Tasty Crying Tiger Beef with Nam Jim Jaew Sauce Recipe

Grilled Crying Tiger Beef Recipe with Spicy Nam Jim Jaew

Crying Tiger beef with Nam Jim Jaew sauce creates the bold flavors of Thai street food right to any dinner table.

Smoky grilled meat meets a fiery, punchy dipping sauce that balances heat with bright citrus notes and savory depth.

Every bite brings an explosion of flavors that makes mouths water and taste buds sing with joy.

Perfect for backyard gatherings or weeknight meals, it satisfies cravings for something adventurous yet surprisingly approachable.

The name alone sparks curiosity – legend says the sauce is so spicy that even tigers would cry after tasting it.

Whether you love bold food or simply want to shake up dinner plans, the combination proves absolutely addictive.

Scroll down now and see how easy it is to recreate such an unforgettable meal.

Why Crying Tiger Beef with Nam Jim Jaew Is Worth Trying

  • Bold Flavor Adventure: This Thai recipe brings exciting restaurant-quality tastes straight to your kitchen with simple ingredients that pack a serious punch of complex flavor.
  • Super Flexible Cooking: Whether your grill is working or the stovetop calls, this beef dish adapts perfectly to whatever cooking setup your kitchen offers.
  • Sauce Magic Maker: The Nam Jim Jaew sauce transforms an ordinary beef dish into something extraordinary, letting your meal feel like a special culinary experience without complicated techniques.
  • Zero Fuss Preparation: With straightforward marinating and quick cooking steps, this recipe welcomes home cooks of all skill levels to create an authentic Thai classic without stress.

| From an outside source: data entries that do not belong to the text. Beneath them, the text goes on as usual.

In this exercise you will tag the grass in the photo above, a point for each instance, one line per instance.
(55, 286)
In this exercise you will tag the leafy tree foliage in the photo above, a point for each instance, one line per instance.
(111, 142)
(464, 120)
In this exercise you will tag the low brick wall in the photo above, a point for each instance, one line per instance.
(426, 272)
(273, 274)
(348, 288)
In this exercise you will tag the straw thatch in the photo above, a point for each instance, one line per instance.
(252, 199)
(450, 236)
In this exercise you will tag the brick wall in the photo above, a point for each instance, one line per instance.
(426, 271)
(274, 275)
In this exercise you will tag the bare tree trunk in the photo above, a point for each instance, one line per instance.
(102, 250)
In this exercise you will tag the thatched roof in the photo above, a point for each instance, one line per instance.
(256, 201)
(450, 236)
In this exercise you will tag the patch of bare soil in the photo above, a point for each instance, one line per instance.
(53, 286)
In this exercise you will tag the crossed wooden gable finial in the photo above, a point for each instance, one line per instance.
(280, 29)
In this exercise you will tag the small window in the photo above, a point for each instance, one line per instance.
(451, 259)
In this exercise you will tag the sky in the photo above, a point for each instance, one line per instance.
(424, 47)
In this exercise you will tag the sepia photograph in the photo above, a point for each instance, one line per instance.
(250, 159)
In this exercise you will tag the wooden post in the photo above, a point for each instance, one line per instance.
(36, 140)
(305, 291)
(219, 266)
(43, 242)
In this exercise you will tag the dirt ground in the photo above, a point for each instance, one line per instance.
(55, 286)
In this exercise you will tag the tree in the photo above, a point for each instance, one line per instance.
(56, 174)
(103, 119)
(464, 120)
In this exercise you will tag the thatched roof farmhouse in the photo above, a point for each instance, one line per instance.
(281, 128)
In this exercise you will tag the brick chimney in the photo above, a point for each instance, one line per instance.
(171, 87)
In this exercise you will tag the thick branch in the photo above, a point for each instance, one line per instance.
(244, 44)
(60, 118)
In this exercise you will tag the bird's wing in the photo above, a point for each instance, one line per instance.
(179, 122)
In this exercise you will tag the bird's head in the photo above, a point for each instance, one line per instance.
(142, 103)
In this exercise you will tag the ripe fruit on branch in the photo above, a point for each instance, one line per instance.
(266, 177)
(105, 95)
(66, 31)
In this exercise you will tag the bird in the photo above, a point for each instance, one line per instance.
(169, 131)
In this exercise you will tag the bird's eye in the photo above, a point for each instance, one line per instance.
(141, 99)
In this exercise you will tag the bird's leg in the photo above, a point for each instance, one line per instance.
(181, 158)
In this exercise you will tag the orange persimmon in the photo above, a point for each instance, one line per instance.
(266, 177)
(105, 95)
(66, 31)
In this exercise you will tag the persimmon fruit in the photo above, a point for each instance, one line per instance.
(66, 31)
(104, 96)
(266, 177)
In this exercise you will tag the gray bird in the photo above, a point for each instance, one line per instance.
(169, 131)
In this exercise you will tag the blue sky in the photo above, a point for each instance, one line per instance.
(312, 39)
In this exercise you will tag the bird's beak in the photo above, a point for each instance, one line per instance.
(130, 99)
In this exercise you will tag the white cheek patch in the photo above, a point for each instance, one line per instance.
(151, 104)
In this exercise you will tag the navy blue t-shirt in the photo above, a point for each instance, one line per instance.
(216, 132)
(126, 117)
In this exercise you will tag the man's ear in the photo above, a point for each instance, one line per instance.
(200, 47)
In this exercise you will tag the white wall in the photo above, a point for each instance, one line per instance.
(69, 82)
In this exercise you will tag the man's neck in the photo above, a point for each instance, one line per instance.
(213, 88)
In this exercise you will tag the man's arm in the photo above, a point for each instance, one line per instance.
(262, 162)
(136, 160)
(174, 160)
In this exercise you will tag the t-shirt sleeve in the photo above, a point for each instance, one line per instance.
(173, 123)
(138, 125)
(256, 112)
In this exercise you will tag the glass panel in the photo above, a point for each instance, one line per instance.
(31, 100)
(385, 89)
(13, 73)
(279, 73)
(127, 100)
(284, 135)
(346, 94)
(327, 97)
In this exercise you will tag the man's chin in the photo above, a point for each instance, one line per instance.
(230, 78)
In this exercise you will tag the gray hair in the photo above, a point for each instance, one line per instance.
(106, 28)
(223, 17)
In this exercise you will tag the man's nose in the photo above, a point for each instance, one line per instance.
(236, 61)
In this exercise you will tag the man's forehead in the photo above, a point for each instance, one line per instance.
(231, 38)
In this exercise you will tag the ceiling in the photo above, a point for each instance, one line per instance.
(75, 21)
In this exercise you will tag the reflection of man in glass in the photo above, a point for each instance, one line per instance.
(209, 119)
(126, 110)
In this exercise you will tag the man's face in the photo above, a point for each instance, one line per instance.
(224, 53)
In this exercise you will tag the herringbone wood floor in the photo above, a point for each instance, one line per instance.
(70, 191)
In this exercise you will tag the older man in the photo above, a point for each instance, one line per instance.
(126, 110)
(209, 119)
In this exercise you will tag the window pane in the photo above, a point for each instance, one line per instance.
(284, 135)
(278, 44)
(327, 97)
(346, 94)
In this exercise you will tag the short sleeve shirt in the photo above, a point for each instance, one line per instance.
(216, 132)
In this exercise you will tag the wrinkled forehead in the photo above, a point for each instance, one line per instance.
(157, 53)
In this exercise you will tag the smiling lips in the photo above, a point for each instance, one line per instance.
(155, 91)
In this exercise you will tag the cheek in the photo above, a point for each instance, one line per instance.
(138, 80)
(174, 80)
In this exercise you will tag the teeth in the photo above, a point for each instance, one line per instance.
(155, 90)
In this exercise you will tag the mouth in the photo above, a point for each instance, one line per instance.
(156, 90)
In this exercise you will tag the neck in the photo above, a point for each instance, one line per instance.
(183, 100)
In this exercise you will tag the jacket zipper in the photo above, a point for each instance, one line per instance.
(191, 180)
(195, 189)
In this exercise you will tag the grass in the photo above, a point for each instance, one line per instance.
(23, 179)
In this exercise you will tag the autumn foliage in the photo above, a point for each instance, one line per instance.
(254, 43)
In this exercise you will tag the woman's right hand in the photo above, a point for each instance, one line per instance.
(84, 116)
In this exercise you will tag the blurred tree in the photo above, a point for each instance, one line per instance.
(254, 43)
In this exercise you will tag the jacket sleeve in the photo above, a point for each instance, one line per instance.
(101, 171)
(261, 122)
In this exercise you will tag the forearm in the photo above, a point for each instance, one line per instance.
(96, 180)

What Ingredients Go Into Crying Tiger Beef

Beef Ingredients:
  • Beef Steak (400 grams): Choose a tender cut no thicker than 1 inch for perfect grilling.
  • Oyster Sauce (1 tablespoon): Adds rich, savory depth to your marinade.
  • Fish Sauce (1 teaspoon): Brings a salty, umami punch to the meat.
  • Garlic (8 grams, grated): Provides a sharp, aromatic flavor base.
  • Ginger (8 grams, grated): Introduces a warm, slightly spicy undertone.
  • White Pepper (to taste): Gives a subtle, sharp heat to season the beef.
Nam Jim Jaew Sauce Ingredients:
  • Glutinous Rice (12 grams): Toasted and ground to create a nutty, textural element.
  • Fish Sauce (3 tablespoons): Builds a salty, complex sauce foundation.
  • Lime Juice (2 tablespoons): Adds bright, tangy freshness.
  • Tamarind Paste (1 tablespoon): Delivers a sweet-sour complexity.
  • Evaporated Cane Sugar (1 tablespoon): Balances the sauce’s sharp flavors.
  • Chili Flakes (2 teaspoons): Introduces a spicy kick.
Herb and Aromatics:
  • Cilantro (10 grams), Mint (10 grams, chopped): Brings a fresh, herbal note.
  • Scallion (10 grams, chopped): Provides a mild, oniony brightness.
  • Shallot (16 grams, minced, optional): Adds a subtle, sweet sharpness.

Tools Behind Crying Tiger Beef with Nam Jim Jaew

  • Large Mixing Bowl: Spacious ceramic or stainless steel bowl for marinating your beef and combining sauce ingredients.
  • Grill Pan or Outdoor Grill: 12-inch cast iron or stainless steel surface for achieving beautiful char and sear marks on the beef.
  • Chef’s Knife: Sharp 8-inch blade for precise slicing of beef and chopping herbs with control.
  • Mortar and Pestle: Traditional stone or ceramic tool for grinding rice and crushing ingredients into fine powder.
  • Cutting Board: Sturdy wooden or plastic surface for preparing ingredients safely.
  • Small Skillet: 8-inch pan for toasting glutinous rice evenly.
  • Measuring Spoons: Stainless steel set for accurate sauce ingredient proportions.
  • Whisk: Handheld tool for blending marinades and sauces smoothly.
  • Kitchen Tongs: 12-inch metal tongs for flipping and handling beef during grilling.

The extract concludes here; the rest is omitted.